Grimes contradicts Hoops’ allegation that he is personally liable by asserting he had no knowledge the faxes would violate the TCPA. Grimes stated in his deposition testimony that ActiveCore informed Financial Solutions the fax recipients consented to receiving the faxed advertisement. Grimes submitted an affidavit in support of his response, stating he was assured by ActiveCore the fax recipients consented to receiving the faxes and the lists of these individuals and companies had been reviewed and approved for fax solicitation by ActiveCore.

Here, Grimes’ affidavit included factual statements of his personal knowledge, which would be admissible at trial. Rule 74.04(e). Although his deposition testimony and factual knowledge may be challenged at trial and without more may not be sufficient to show the fax recipients consented to receiving the faxed advertisement, it is enough to survive summary judgment.

The trial court found Grimes had “actual knowledge of and participation in an actionable wrong, i.e. violation of the TCPA.” It is inappropriate for the trial court to make credibility determinations in a summary judgment proceeding. Hughes v. Bodine Aluminum, Inc., 328 S.W.3d 353, 357 (Mo.App. E.D.2010). Here, there is a genuine issue of material fact as to whether Grimes authorized the statutory violation. Grimes’ affidavit and deposition testimony presented a genuine issue of material fact, thereby precluding the entry of summary judgment.

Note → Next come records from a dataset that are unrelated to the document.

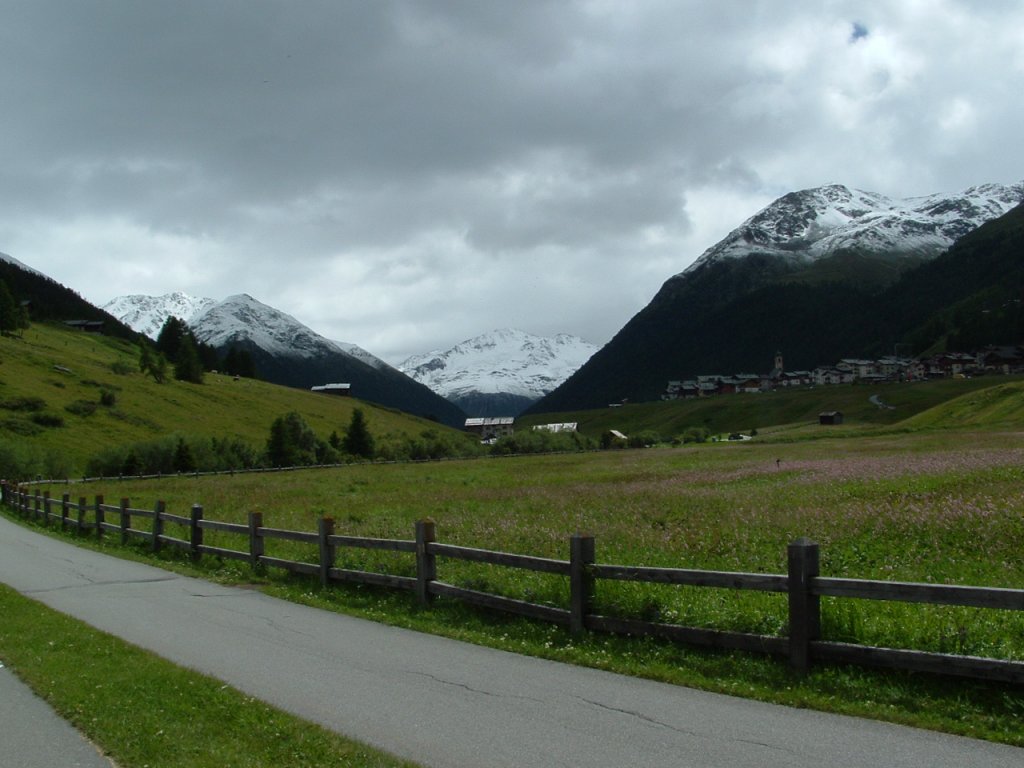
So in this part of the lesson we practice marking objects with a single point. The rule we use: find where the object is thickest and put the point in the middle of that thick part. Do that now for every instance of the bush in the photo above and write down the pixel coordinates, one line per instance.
(48, 420)
(81, 408)
(19, 462)
(429, 444)
(292, 441)
(645, 438)
(357, 440)
(174, 454)
(24, 403)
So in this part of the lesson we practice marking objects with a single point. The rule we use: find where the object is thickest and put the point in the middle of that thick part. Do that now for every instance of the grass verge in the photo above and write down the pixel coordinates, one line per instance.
(143, 711)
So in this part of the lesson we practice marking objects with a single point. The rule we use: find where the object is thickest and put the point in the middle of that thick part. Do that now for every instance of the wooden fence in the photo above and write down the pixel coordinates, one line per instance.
(802, 584)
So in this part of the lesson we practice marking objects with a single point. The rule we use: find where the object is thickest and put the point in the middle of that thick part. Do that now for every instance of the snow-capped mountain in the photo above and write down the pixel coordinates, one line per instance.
(504, 363)
(286, 351)
(820, 274)
(233, 318)
(243, 318)
(148, 313)
(804, 226)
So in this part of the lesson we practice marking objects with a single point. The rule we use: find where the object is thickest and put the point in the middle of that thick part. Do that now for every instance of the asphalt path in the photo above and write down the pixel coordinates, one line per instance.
(32, 735)
(448, 704)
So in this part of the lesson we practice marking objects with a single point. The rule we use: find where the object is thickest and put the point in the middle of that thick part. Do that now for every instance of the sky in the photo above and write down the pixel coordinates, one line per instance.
(404, 175)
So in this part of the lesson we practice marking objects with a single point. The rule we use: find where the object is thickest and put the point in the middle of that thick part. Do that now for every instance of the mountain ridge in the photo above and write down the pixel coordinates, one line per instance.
(763, 289)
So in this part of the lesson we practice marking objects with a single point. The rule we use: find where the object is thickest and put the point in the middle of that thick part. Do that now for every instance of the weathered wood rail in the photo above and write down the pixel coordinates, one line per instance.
(802, 585)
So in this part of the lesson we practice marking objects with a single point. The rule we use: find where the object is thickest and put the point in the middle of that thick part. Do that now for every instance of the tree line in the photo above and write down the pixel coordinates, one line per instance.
(177, 351)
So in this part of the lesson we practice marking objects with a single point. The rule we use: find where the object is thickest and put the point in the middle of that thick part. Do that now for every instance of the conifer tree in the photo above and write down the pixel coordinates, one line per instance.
(187, 366)
(357, 440)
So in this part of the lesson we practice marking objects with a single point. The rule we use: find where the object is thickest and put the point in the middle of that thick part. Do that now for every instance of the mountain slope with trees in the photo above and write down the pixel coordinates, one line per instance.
(724, 315)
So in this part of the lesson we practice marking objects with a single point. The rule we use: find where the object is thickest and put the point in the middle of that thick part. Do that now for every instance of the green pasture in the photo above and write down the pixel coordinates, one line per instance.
(930, 489)
(793, 412)
(52, 381)
(929, 507)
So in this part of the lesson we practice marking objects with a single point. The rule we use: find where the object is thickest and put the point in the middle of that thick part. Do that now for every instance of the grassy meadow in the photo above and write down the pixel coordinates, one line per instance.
(928, 507)
(52, 382)
(931, 489)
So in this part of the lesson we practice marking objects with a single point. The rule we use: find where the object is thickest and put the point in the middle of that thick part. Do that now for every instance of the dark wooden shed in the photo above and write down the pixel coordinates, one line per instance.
(830, 417)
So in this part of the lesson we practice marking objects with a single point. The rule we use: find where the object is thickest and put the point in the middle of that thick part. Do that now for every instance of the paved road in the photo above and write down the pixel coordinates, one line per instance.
(448, 704)
(32, 735)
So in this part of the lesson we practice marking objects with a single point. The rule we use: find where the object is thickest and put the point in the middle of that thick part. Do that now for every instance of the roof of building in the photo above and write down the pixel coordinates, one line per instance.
(500, 421)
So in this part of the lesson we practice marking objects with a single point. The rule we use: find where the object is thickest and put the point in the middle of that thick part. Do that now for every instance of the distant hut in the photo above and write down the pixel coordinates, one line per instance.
(339, 390)
(830, 417)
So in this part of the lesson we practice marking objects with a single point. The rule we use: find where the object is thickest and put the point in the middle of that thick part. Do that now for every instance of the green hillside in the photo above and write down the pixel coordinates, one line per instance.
(978, 401)
(53, 383)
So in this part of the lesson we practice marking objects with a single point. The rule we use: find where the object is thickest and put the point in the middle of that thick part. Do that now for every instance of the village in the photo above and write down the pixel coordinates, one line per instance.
(990, 360)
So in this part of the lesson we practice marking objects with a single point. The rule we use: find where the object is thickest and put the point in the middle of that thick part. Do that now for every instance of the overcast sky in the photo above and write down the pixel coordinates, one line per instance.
(406, 175)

Accordingly, we find it is premature to enter summary judgment in favor of Hoops because there is a genuine issue of material fact regarding whether Grimes is personally liable for the actions taken by Financial Solutions. Point granted.

In his second point, Grimes contends the trial court erred in denying his Motion to Amend Judgment and Decertify Class. Specifically, Grimes contends only eight members of the putative class have been identified and Hoops has offered no method by which other class members can be identified.

Grimes’ first point on appeal is disposi-tive. Therefore, there is no need to ad*599dress his claim regarding class certification. However, we note that an order certifying a class under Rule 52.08(c)(1) may be conditional and may be altered or amended before the decision on the merits. Karen S. Little, L.L.C. v. Drury Inns, Inc., 806 S.W.3d 577, 580 (Mo.App. E.D.2010).

CONCLUSION

The judgment of the trial court is reversed, and the case is remanded.

KATHIANNE KNAUP CRANE, P.J. and MARY K. HOFF, J., concur.

. Hoops' Motion to Dismiss Appeal is denied.